Il faut déplorer également le manque de perspectives au-delà de 2022, malgré l'annonce du nouveau plan France 2030. Les 34 milliards d'euros évoqués non seulement ne sont encore qu'une promesse sans traduction budgétaire, mais risquent de n'être que du saupoudrage au regard des ambitions affichées. Et quelle est la stratégie au-delà des cinq ans de rallonge de France 2030 ? Une fois encore, l'État semble douter du rôle qu'il a à jouer dans la transformation et dans la reconquête de notre industrie.

Dans l'immédiat, plusieurs points pourraient être améliorés. Il faudrait d'abord obtenir des engagements précis des filières en matière sociale et environnementale, en contrepartie des fonds publics.

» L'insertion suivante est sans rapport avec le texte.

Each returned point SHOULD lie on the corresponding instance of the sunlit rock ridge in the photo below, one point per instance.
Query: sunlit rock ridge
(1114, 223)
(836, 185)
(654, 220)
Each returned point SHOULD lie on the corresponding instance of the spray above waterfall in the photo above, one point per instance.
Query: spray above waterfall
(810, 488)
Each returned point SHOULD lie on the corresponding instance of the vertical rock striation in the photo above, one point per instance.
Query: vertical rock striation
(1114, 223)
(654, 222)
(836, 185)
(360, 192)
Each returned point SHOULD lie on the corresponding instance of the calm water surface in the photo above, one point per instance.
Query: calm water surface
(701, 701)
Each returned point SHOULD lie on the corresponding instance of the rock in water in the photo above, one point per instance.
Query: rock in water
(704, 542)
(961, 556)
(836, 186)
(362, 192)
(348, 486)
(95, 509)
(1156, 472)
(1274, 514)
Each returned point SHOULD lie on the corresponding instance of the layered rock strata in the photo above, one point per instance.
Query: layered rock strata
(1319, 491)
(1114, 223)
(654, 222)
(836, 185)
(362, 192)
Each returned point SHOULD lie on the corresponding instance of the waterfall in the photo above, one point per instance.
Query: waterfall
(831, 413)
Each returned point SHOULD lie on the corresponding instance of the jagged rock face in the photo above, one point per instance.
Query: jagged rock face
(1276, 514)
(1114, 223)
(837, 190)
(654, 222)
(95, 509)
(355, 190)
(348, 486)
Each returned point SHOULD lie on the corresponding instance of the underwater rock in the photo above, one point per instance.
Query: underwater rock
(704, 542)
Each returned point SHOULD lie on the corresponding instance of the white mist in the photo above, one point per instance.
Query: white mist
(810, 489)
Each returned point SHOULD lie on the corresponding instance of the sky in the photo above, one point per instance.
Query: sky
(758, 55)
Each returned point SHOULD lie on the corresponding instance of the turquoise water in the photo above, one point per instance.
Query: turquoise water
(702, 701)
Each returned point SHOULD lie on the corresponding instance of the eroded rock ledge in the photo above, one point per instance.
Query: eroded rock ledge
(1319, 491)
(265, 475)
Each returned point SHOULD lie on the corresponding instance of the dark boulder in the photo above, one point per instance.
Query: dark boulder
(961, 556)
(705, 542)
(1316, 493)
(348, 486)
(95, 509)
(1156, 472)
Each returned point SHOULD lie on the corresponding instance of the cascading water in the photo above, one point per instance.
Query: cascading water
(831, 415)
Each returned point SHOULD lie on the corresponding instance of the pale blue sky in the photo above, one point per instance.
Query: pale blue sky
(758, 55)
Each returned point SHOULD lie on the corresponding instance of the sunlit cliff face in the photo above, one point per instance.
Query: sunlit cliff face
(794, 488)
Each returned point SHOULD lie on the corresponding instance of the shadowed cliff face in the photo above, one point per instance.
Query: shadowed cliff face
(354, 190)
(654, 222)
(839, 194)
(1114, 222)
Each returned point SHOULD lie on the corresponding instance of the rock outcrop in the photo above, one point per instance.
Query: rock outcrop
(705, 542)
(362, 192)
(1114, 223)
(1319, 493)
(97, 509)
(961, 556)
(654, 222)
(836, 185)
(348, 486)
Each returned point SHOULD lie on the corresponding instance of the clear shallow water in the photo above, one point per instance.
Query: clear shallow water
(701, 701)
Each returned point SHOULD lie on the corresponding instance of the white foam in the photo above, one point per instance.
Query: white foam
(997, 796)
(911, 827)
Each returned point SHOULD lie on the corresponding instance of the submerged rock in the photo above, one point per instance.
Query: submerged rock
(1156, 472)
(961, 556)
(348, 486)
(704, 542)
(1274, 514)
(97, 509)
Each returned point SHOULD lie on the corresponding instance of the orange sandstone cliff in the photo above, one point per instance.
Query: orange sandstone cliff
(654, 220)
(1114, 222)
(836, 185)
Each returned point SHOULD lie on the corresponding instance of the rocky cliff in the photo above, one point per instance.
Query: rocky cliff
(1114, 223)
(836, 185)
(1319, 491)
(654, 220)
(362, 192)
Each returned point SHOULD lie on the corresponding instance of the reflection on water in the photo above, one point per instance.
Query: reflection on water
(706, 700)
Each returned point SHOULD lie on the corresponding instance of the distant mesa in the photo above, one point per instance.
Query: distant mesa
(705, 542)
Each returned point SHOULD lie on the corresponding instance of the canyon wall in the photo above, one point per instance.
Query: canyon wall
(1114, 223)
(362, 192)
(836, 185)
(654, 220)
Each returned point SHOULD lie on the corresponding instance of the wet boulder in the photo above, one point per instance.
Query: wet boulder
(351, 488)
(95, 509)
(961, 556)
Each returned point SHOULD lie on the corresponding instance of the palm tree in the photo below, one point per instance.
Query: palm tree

Par ailleurs, la multiplicité des dispositifs, gérés par des opérateurs différents, nuit fortement à leur lisibilité et à leur bonne connaissance par les TPE et PME, même si des efforts ont été accomplis pour faciliter le dépôt des dossiers. Je recommande donc de développer une information publique sur les dispositifs d'aides existants, au plus près des territoires, et d'uniformiser les guichets qui les distribuent pour plus de clarté et d'égalité de traitement.

Il serait également utile de réfléchir au type de soutien qui pourrait être apporté aux projets encore en gestation. Aucun dispositif d'incubation ne semble être proposé : cela devrait être aussi un objectif des politiques publiques.

Les collectivités territoriales sont en première ligne dans la reconquête industrielle. Or seul le programme Territoires d'industrie leur apporte un accompagnement actif.

Outre le fait que la multiplicité des dispositifs nuit aussi à leur examen par le Parlement, il faut noter que, si leurs gestionnaires suivent l'engagement des fonds et additionnent les résultats espérés, ils ne disposent pas nécessairement des instruments permettant de vérifier la réalité de ces résultats ni de mesurer leurs bénéfices pour la collectivité. Je recommande donc, pour le futur plan France 2030, d'utiliser des outils de suivi des résultats et d'évaluation a posteriori adaptés. En attendant, il me semble possible de créer un dispositif de mesure des résultats réels des soutiens publics apportés à l'industrie par les programmes en cours, notamment en termes d'emplois.

Enfin, il faut s'assurer que l'on tire tous les bénéfices possibles des investissements publics. Hormis les filières automobile et aéronautique, les aides de l'État ne sont pas subordonnées à la présentation d'une stratégie globale par les différentes filières industrielles, que ce soit en matière environnementale, sociale ou territoriale.

Je termine en soulignant trois problématiques non traitées, ou insuffisamment : l'accompagnement des entreprises en difficulté, le volet énergétique de la compétitivité prix de l'industrie et l'adaptation des emplois industriels.

Sur ce dernier chapitre, les moyens engagés par le plan de relance sont nettement insuffisants par rapport aux besoins, de conversion pour les uns, de formation des compétences recherchées par les autres. Le plan France 2030 pourrait renforcer les dispositifs, mais il se concentrerait sur les nouvelles filières : la réponse resterait donc partielle, et à nouveau provisoire.

La question des prix de l'énergie est un enjeu déterminant pour notre compétitivité : les prix de gros du gaz ont augmenté de 300 % en Europe depuis le début de l'année, et ceux de l'électricité ont plus que doublé. Loin de s'inverser, la tendance se creuse chaque jour davantage. Résultat, le surcoût pour les entreprises électro-intensives tournera autour de 1 milliard d'euros en 2021. C'est un risque essentiel qui reste, pour l'instant, un angle mort dans notre soutien à l'industrie.

Notre réflexion doit donc intégrer plus largement la politique énergétique : il y a urgence à mener une réflexion au niveau européen autant que national pour définir un mécanisme qui protège davantage l'activité industrielle, sans sacrifier l'incitation à décarboner nos usines.